You are viewing a plain text version of this content. The canonical link for it is here.

Posted to user@cassandra.apache.org by "C. Scott Andreas" <cs...@urbanairship.com> on 2011/04/06 21:07:22 UTC

Flush / Snapshot Triggering Full GCs, Leaving Ring

Hello,

We're running a six-node 0.7.4 ring in EC2 on m1.xlarge instances with 4GB heap (15GB total memory, 4 cores, dataset fits in RAM, storage on ephemeral disk). We've noticed a brief flurry of query failures during the night corresponding with our backup schedule. More specifically, our logs suggest that calling "nodetool snapshot" on a node is triggering 12 to 16 second CMS GCs and a promotion failure resulting in a full stop-the-world collection, during which the node is marked dead by the ring until re-joining shortly after.

Here's a log from one of the nodes, along with system info and JVM options: https://gist.github.com/e12c6cae500e118676d1

At 13:15:00, our backup cron job runs, which calls nodetool flush, then nodetool snapshot. (After investigating, we noticed that calling both flush and snapshot is unnecessary, and have since updated the script to only call snapshot). While writing memtables, we'll generally see a GC logged out via Cassandra such as:

"GC for ConcurrentMarkSweep: 16113 ms, 1755422432 reclaimed leaving 1869123536 used; max is 4424663040."
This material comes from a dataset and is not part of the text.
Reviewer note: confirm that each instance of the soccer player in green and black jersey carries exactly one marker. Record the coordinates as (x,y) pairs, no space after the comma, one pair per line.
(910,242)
In the JVM GC logs, we'll often see a tenured promotion failure occurring during this collection, resulting in a full stop-the-world GC like this (different node):

1180629.380: [CMS1180634.414: [CMS-concurrent-mark: 6.041/6.468 secs] [Times: user=8.00 sys=0.10, real=6.46 secs] 
 (concurrent mode failure): 3904635K->1700629K(4109120K), 16.0548910 secs] 3958389K->1700629K(4185792K), [CMS Perm : 19610K->19601K(32796K)], 16.1057040 secs] [Times: user=14.39 sys=0.02, real=16.10 secs]

During the GC, the rest of the ring will shun the node, and when the collection completes, the node will mark all other hosts in the ring as dead. The node and ring stabilize shortly after once detecting each other as up and completing hinted handoff (details in log).

We've enabled JNA on one of the nodes to prevent forking a subprocess to call `ln` during a snapshot yesterday and still observed a concurrent mode failure collection following a flush/snapshot, but the CMS length was shorter (9 seconds) and did not result in the node being shunned from the ring.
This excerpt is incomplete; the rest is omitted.